Review of Teaching and Learning by Doing Corpus Analysis.

Reviewer: Svetlana Kurteš
Book Title: Teaching and Learning by Doing Corpus Analysis.
Book Author: Bernhard Ketteman Georg Marko
Publisher: Rodopi
Linguistic Field(s): Computational Linguistics
Text/Corpus Linguistics
Subject Language(s): English
Language Family(ies): New English
Issue Number: 13.2739

Date: Sun, 20 Oct 2002 08:00:14 -0700 (PDT)
From: svetlana kurtes
Subject: Applied Linguistics: Kettemann and Marko (2002) Teaching and Learning by Doing
Corpus Analysis (2002)

Kettemann, Bernhard and Georg Marko (eds) 2002.
Teaching and Learning by Doing Corpus Analysis, Rodopi, viii+390pp,
hardback ISBN 90-420-1450-4, Language and Computers: Studies in
Practical Linguistics 42.
Announced at

Reviewed by Svetlana Kurtes, Language Centre,
University of Cambridge, UK


'Teaching and learning by doing corpus analysis',
edited by Bernhard Kettemann and Georg Marko
(henceforth the editors), represents the proceedings
of the Fourth International Conference on Teaching and
Language Corpora, held in Graz (Austria), 19-24 July
2000. There are 23 paper in the volume, classified in
6 thematic chapters: 'General aspects of corpus
linguistics'; 'Corpus-based teaching material',
'Data-driven learning', 'Learner corpora', 'Corpus
analysis of ESP for teaching purposes', 'Corpus
analysis and the teaching of translation'. In the
editors' introduction it has been pointed out that
'there is [...] a growing number of people who believe
that learning a language, learning about a language
and learning through a language might greatly benefit
from an inductive approach. Through the analysis of
large corpora of authentic language [...], learners do
no longer have to rely on the intuitions of
prescriptive scholars but can inductively draw their
own conclusions, which seems to be a highly desirable
goal in the age of 'learner autonomy' (p.1). There is
also a short introductory word by Tony McEnery
entitled ''TALC 4 ' where are we going?' giving a
historical background on the Teaching and Language
Corpora (TALC) conferences. A list of contributors
(with brief biographical details) and a subject index
are appended.

Guy Aston's paper 'The learner as corpus designer',
opening the first thematic chapter 'General aspects of
corpus linguistics', discusses the pedagogical benefits
of 'home-made' corpora, maintaining that they should
be seen as more appropriate than pre-compiled ones
'insofar as they can be specifically targeted to the
learner's knowledge and concerns [...], permit[ting]
analyses which would not otherwise be readily feasible
[...].' The examples are taken from the BNC Sampler.

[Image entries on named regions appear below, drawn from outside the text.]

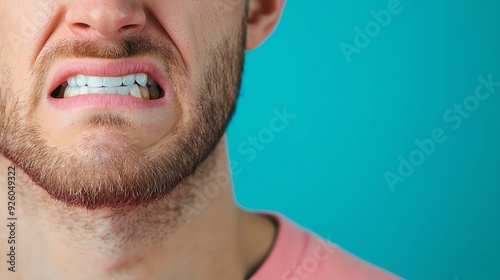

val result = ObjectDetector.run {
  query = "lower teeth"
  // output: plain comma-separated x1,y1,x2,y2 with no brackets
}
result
56,84,161,100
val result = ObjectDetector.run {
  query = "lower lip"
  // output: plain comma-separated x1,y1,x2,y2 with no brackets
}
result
48,94,168,110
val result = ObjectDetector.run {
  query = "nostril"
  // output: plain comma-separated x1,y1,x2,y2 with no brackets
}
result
73,22,90,30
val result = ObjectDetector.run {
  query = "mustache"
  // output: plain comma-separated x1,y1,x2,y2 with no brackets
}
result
26,36,187,111
39,37,180,60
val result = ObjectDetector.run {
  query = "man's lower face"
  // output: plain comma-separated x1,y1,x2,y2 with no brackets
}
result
0,31,245,209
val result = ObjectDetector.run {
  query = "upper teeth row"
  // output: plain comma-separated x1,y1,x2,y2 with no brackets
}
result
67,73,157,88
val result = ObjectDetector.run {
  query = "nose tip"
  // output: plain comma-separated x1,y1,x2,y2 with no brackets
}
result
65,0,146,38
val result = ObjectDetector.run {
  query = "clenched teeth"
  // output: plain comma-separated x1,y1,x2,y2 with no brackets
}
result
52,73,162,100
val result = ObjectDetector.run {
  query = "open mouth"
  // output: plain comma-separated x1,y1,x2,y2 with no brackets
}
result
51,73,165,100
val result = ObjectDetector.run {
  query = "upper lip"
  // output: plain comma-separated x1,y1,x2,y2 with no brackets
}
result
47,59,169,97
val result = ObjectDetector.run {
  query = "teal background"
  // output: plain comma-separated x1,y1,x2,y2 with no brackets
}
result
228,0,500,280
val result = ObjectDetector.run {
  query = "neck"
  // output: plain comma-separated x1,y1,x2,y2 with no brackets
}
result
0,136,274,280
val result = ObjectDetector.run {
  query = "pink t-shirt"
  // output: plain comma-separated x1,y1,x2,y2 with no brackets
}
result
250,215,401,280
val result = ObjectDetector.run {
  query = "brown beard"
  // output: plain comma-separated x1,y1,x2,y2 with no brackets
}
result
0,24,246,209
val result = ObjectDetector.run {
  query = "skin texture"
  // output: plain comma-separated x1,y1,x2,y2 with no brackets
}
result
0,0,284,280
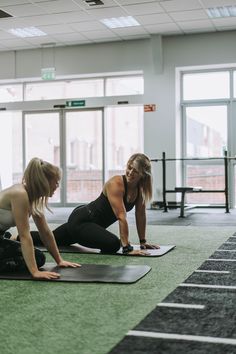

In her paper 'The time dimension in modern English
corpus linguistics' Antoinette Renouf highlights the
importance of developing an automated system able to
identify and record features of a language seen as a
synchronic entity, but also take into account
important features of its diachronic change. The
author in particular focuses on an ongoing lexical
change in Modern English, concluding that modern
diachronic English corpus linguistics 'is an area ripe
for growth' (p.39).

Mike Scott's contribution 'Picturing the key words of
a very large corpus and their lexical upshots or
getting at the Guardian's view of the world' reports
on the results of an analysis of some 800,000
newspaper articles taken from 'The Guardian' from 1984
to the present. An extensive key word database has
been compiled and produced as a CD-ROM, also enclosed
with the volume. Interrelationships between the key
words are briefly presented and illustrated with
appropriate examples and further applications for
language teaching are noted.

'Where did we go wrong? A retrospective look at the
British National Corpus' is the title of Lou Burnard's
paper, which reviews the design and management issues
and decisions taken during the construction of the
BNC. It also describes the new World Edition of the
BNC and the associated SARA retrieval package. The
author is of the opinion that it would be very useful
to build a series of BNC-like corpora at regular
intervals, preferably every decade, enabling the
linguists to watch 'the river of language flow and
change across time' (p.68).

Chapter 2 ('Corpus-base teaching material') opens with
Averil Coxhead's paper 'The academic word list: a
corpus-based word list for academic purposes'
outlining the principles of vocabulary learning and
corpus linguistics which guided the development of the
Academic World List (Coxhead 1998) based on a corpus
of approx. 3,500,000 running words of written academic
prose. The author maintains that the most prominent
principles underpinning the study are those claiming
that teachers should teach materials which are
relevant to the learners, that they should teach the
most useful vocabulary no matter what the student
subject area is, and, finally, the most important
words should be dealt with first. The word-lists are

Dieter Mindt's article 'A corpus-based grammar for
ELT' presents major characteristics of a new grammar
(Mindt 2000), appearing as a result of ten years' work
on the English verb system. It is fully corpus-based
and especially geared to the requirements of ELT,
addressing in particular the needs of advanced
learners of English. All examples provided are
authentic and frequency data are given wherever

Tim Johns' article 'Data-driven learning: the
perpetual challenge' opens Chapter 3('Data-driven
learning'). The author outlines the development of an
approach to the use of corpus data in language
learning and teaching, tracing it briefly from the
early 1980s, when the COBUILD project, directed by
John Sinclair, was set up at Birmingham University
(Sinclair 1987).

'Empowering non-native speakers: the hidden surplus
value of corpora in Continental English departments'
is the title of Christian Mair's contribution, in
which the author discusses the role of corpora in
enabling non-native speaking students of English 'to
develop a rational view of the authority and
limitation of native-speaker intuition, thus
dispelling an unfounded and unproductive mystique
frequently surrounding the native speaker and his/her
judgement [...]'(p. 125). English departments in German
universities are taken as an illustration.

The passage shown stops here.